We assumed we would receive our appetizers shortly, and relaxed into our chairs as we waited. Forty-five minutes later, after we had exhausted several conversation topics, we began to get very impatient for our food. An hour had passed, and we still did not even have our appetizers and our waitress was nowhere to be seen. Finally, we began to ask other waiters and the bus boys where our food and waitress had gone. It was not until an hour and a half after we had ordered our food that we finally got our appetizers. But still, our main course was MIA.

It became almost comical as we were forced to ask different attendants for water refills, napkins, and our main meal. Eventually our waitress came out with our meals. She laid out three pieces of bread on the round table and then placed the contents of the bowls on top of the bread. My friends and I had never eaten Ethiopian food before, so we did not realize that there are no plates or silverware involved, and when we asked the waitress about the eating customs of Ethiopians, she just smiled at us blankly. I am sympathetic to people that do not understand English, but I thought it was a little bit ridiculous that she was a waiter in a Boston restaurant and did not speak a word of English, especially considering that Ethiopian food is not traditional fare for the average American and people are bound to have questions about the food and the restaurant.

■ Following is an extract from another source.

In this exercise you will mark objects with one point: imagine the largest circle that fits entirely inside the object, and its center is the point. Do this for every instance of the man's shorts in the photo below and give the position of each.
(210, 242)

Then we played a game of musical chairs as we switched places once we realized that she had not given us the correct meals. By the time we were finished with our food the restaurant was empty and they were closing the place down. When our waitress returned with dessert menus we promptly turned them down.

Apparently other people have had a good experiences with this restaurant, but after waiting for our food for two hours I don't think I will ever go back. The cuisine had an interesting flavor, but in my opinion was not as good as food I have eaten from other cultures. Still, I am glad that I have at least had the opportunity to try Ethiopian food.